Как в замедленном кино, Андрюха наклонился и выхватил из руки врага дубинку. Краем глаза он продолжал видеть и остолбеневшую шестерку темно-серых, и расширившиеся глаза Катьки. Через долю секунды дубинка уже была в его руках, а еще через мгновение, мелькнув в воздухе большой дугой, она обрушилась на пилотку Дженкинса.

— Беги, Катька! Беги! — закричал он изо всех сил. — Беги к двести восемнадцатому, там должна быть дверь, наберешь четыре пятерки… Я их задержу! Беги-и-и-и!!!

Катька не шевелилась. Она разрывалась между ужасом от происходящего и нежеланием бросать Андрюху…

Оставшиеся темно-серые наконец очнулись от шока. Трое рванулись на Андрюху, двое на Катьку.

Длинного, протянувшего клешнеобразные руки к Катьке, Андрюха уложил дубинкой на удивление легко, будто срубил палкой высокий куст репейника. Слева от Катьки мелькнула еще одна темно-серая фигура, коренастая и приземистая. Дубинка в Андрюхиных руках описала в воздухе свистящий полукруг и встретилась с физиономией приземистого. Удар был неожиданно твердый, как будто дубинка врезалась в телеграфный столб. Приземистый отключился мгновенно.

— Беги-и-и-и-и!!! — заорал Андрюха, чувствуя, как на каждой руке повисло по темно-серому. В глазах Андрюхиных вспыхнули желтые огни, он почувствовал во рту соленый вкус и на миг отключился, а когда открыл глаза — у него уже вырывали дубинку. Он услышал, как на его руках защелкиваются наручники, и в ту же секунду по ушам ему ударил резкий звук полицейского свистка. Он успел увидеть, как Катька бежит по улице по направлению к их серой двери, и как вдруг открываются двери домов 217-А и 214-В с точно такими же жестяными табличками “ANGSOC district committee”, и оттуда навстречу и наперерез бегущей Катьке выскакивают темно-серые.

«Отомщу я вам за Катьку», — с холодной ненавистью успел подумать Андрюха, когда от ближайшего темно-серого до бегущей фигурки оставалось метров пять.

Как вдруг…

Люк посреди тротуара вдруг открылся будто сам собой. Оттуда показались две головы, одинаково стриженные почти под ноль.

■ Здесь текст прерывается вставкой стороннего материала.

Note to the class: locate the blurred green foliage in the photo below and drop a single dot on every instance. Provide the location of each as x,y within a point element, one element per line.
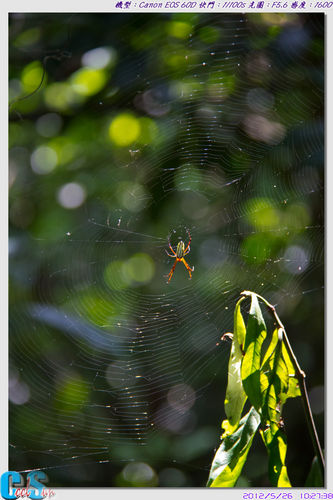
<point>125,129</point>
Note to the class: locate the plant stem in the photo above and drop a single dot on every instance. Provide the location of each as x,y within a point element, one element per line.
<point>300,375</point>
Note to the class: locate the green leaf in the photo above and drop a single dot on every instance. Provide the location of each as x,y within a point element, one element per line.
<point>274,381</point>
<point>230,457</point>
<point>254,337</point>
<point>276,444</point>
<point>315,477</point>
<point>235,396</point>
<point>293,387</point>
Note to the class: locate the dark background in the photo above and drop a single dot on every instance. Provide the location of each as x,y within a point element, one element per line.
<point>125,129</point>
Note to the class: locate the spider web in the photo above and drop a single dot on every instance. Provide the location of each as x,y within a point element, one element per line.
<point>123,366</point>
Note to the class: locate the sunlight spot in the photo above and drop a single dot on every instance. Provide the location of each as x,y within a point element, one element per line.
<point>124,129</point>
<point>88,81</point>
<point>43,160</point>
<point>71,195</point>
<point>99,58</point>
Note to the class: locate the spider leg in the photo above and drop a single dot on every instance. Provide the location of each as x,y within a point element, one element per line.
<point>172,270</point>
<point>190,269</point>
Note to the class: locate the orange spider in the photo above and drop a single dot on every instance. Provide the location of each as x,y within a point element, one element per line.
<point>179,255</point>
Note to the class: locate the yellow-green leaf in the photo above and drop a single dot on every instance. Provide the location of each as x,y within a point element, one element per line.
<point>235,396</point>
<point>276,444</point>
<point>230,457</point>
<point>254,337</point>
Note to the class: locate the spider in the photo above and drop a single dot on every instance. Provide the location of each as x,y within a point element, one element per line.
<point>179,255</point>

Лица у подземных людей были худые и чумазые, но, когда они начали махать Катьке руками и кричать ей: “Here, here, we’re your friends, we’re Resistance!” — Андрюха по голосу успел разобрать, что одна из человечков — женщина.

Катька, не раздумывая, рванулась к люку, худые руки втащили ее внутрь, и люк тут же моментально закрылся, мягко щелкнув на манер обычного английского замка.

Темно-серые были вне себя от злости. Двое или трое из них, с пауками на рукавах, начали орать друг на друга и на своих подчиненных, распекая за то, что те упустили добычу.

— Дырку вам от бублика, а не Катьку!!! — заорал Андрюха на темно-серых на чистом русском языке, пропустил еще один удар в скулу и окончательно отключился.